O'Gorman v. Journal News Westchester

2 A.D.3d 815, 770 N.Y.S.2d 121
CourtAppellate Division of the Supreme Court of the State of New York
DecidedDecember 29, 2003
StatusPublished
Cited by8 cases

This text of 2 A.D.3d 815 (O'Gorman v. Journal News Westchester) is published on Counsel Stack Legal Research, covering Appellate Division of the Supreme Court of the State of New York primary law. Counsel Stack provides free access to over 12 million legal documents including statutes, case law, regulations, and constitutions.

Bluebook
O'Gorman v. Journal News Westchester, 2 A.D.3d 815, 770 N.Y.S.2d 121 (N.Y. Ct. App. 2003).

Opinion

In an action to recover damages for personal injuries, etc., the plaintiffs appeal from so much of an order of the Supreme Court, Rockland County (Nelson, J.), dated October 31, 2002, as denied their motion for partial summary judgment.

Ordered that the order is affirmed insofar as appealed from, with costs.

The plaintiff Dennis O’Gorman (hereinafter the plaintiff) sustained injuries when his vehicle collided with a vehicle operated by the defendant Jean Alcenat. The plaintiff and his wife subsequently commenced an action to recover damages for personal injuries against Alcenat. During discovery, the plaintiff learned that Alcenat was delivering newspapers for the defendant Journal News Westchester (hereinafter the Journal News) at the time of the accident and that Alcenat received workers’ compensation benefits for his injuries. Thereafter the plaintiff filed an amended summons and complaint naming the Journal News as an additional defendant.

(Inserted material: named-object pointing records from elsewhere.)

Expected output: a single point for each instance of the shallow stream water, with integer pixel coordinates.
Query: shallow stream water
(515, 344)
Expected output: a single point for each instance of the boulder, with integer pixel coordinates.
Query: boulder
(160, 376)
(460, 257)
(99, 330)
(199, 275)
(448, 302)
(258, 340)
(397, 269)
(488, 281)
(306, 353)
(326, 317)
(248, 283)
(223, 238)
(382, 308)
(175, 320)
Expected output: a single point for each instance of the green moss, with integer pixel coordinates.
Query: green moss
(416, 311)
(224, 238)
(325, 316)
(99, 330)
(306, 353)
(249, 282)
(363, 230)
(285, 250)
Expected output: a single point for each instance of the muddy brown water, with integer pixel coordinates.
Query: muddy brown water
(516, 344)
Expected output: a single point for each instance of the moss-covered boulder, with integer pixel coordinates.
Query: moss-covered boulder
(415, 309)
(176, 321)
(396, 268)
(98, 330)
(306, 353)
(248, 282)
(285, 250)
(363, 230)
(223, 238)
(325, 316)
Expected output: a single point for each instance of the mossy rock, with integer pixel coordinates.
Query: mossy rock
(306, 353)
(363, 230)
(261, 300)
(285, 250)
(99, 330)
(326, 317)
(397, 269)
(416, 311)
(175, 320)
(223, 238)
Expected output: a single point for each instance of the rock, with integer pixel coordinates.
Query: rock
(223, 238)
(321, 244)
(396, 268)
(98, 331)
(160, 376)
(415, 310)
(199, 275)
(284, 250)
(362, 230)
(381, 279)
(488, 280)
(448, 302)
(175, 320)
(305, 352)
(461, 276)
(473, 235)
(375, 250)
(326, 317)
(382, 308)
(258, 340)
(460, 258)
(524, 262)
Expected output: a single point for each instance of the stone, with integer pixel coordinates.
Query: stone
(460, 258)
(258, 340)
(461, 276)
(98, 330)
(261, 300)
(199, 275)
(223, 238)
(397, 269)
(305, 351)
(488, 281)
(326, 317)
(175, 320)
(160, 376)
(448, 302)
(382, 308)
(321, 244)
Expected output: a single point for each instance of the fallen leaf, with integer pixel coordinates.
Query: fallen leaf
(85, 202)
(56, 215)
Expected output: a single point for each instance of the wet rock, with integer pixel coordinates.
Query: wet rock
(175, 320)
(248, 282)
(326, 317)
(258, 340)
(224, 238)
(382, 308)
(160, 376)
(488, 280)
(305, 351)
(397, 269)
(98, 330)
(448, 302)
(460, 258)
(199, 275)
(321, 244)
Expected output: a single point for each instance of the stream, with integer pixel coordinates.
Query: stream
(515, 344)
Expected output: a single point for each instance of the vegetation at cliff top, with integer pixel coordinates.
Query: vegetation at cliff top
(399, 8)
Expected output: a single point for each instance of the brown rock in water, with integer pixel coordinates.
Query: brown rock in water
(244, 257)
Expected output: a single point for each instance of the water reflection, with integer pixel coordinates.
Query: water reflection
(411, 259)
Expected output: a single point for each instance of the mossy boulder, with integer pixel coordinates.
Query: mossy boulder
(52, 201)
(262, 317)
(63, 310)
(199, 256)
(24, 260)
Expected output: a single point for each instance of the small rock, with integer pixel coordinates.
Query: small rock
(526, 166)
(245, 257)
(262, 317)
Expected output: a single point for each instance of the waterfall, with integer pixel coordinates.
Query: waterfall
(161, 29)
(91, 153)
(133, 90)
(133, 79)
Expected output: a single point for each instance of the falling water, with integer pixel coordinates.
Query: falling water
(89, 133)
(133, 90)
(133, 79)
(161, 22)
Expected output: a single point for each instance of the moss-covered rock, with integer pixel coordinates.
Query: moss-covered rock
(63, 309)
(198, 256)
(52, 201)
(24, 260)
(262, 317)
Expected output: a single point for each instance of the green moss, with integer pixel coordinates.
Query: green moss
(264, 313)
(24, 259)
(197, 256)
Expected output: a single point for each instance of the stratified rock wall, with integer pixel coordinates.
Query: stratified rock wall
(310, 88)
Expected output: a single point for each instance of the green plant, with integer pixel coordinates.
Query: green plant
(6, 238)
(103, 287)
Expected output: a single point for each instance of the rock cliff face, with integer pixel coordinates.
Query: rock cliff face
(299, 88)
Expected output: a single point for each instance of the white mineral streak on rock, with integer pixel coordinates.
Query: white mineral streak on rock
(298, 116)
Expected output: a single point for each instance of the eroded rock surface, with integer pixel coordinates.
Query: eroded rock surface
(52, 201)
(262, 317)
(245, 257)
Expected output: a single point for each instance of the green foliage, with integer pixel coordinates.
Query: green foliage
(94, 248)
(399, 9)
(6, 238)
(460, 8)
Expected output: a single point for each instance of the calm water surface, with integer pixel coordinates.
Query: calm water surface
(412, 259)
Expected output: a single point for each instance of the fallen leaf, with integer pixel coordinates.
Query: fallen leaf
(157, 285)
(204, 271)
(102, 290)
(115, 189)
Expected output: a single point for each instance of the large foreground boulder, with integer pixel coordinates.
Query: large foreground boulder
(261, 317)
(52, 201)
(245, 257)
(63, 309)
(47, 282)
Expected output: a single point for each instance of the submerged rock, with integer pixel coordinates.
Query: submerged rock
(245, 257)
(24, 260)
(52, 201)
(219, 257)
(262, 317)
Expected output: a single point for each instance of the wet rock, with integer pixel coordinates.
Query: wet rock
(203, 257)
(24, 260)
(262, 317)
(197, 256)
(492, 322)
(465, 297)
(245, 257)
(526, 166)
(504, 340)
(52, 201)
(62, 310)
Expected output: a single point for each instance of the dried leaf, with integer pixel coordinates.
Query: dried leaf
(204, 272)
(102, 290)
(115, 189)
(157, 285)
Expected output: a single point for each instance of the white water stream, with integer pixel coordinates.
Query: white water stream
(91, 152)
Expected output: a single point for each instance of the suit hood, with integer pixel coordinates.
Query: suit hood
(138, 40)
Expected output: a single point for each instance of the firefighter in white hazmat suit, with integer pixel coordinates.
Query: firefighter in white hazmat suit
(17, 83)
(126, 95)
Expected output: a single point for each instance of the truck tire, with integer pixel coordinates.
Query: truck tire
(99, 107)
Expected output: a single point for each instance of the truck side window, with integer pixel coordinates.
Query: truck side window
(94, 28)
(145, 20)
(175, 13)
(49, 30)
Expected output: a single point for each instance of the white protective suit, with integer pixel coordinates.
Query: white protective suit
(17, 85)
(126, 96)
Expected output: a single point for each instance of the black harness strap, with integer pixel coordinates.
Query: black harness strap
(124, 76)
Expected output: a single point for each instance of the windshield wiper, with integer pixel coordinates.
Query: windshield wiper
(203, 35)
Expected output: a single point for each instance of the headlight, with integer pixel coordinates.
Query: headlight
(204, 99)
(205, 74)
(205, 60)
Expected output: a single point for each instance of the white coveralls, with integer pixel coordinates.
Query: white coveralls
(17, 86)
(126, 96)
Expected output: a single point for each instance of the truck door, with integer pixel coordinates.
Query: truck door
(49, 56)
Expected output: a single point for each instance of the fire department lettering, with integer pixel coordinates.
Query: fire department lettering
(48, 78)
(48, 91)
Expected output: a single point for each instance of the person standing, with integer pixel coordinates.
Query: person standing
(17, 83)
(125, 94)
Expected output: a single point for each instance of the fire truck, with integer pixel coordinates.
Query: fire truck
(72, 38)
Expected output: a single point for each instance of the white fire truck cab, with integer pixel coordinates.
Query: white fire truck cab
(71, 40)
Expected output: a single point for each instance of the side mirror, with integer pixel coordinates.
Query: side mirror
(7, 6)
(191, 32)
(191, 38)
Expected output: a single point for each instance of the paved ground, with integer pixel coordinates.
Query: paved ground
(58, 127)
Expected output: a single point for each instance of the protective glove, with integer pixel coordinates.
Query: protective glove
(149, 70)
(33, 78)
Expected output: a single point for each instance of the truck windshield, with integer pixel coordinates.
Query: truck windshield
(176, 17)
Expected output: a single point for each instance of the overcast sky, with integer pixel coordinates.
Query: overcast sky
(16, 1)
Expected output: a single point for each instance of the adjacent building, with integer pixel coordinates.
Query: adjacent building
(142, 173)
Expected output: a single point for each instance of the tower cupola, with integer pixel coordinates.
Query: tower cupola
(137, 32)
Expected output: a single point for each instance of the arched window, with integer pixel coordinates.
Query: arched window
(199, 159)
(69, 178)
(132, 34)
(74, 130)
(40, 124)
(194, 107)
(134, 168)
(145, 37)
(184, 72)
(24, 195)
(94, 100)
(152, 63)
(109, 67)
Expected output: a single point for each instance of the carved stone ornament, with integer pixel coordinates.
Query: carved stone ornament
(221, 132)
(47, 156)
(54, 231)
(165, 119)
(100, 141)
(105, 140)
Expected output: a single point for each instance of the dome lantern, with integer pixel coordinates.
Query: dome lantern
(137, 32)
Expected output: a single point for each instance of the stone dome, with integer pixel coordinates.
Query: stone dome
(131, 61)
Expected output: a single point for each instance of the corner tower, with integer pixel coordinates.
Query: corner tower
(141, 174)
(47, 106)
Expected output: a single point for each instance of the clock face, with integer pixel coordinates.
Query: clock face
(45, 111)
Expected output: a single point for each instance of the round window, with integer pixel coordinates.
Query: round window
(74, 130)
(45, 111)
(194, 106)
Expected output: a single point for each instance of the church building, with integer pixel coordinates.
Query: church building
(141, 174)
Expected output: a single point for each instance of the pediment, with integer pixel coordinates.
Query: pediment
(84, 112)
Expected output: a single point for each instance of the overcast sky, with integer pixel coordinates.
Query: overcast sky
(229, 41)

The complaint asserted that the Journal News should be held vicariously liable for Alcenat’s actions, since Alcenat was employed by the Journal News and was operating the vehicle during the course of such employment at the time of the accident. In its answer, the Journal News denied that Alcenat was an employee operating the vehicle in the course of his employment. The plaintiff moved for partial summary judgment, arguing that the Journal News was collaterally estopped from denying that it was Alcenat’s employer on the date of the accident since the Workers’ Compensation Board (hereinafter the WCB) already determined that an employer-employee relationship existed between Alcenat and the Journal News on that date. The Journal News opposed the motion and cross-moved for summary judgment dismissing the complaint, arguing that Alcenat was an independent contractor and that the WCB’s determination was not dispositive of whether Alcenat was the Journal News’ employee for vicarious liability purposes. The Supreme Court denied both the motion [816]*816and the cross motion, and the plaintiffs appeal from so much of the order as denied their motion for partial summary judgment.

The doctrine of collateral estoppel “precludes a party from relitigating in a subsequent action or proceeding an issue clearly raised in a prior action or proceeding and decided against that party or those in privity, whether or not the tribunals or causes of action are the same” (Ryan v New York Tel. Co., 62 NY2d 494, 500 [1984]; see Rigopolous v American Museum of Natural History, 297 AD2d 728, 729 [2002]; CRK Contr. of Suffolk v Brown & Assoc., 260 AD2d 530 [1999]). Thus, the doctrine has been held to be applicable with respect to quasi-judicial determinations of administrative agencies, such as the WCB (see Rigopolous v American Museum of Natural History, supra; Caiola v Allcity Ins. Co., 257 AD2d 586, 587 [1999]; Lee v Jones, 230 AD2d 435 [1997]). However, “[w]hile issue preclusion may arise from the determination of administrative agencies, in that context, the doctrine is applied more flexibly” (Allied Chem. v Niagara Mohawk Power Corp., 72 NY2d 271, 276 [1988], cert denied 488 US 1005 [1989]). Moreover, “an administrative agency’s final conclusion, characterized as an ultimate fact or a mixed question of fact and law, is not entitled to preclusive effect” (Akgul v Prime Time Transp., 293 AD2d 631, 633 [2002]).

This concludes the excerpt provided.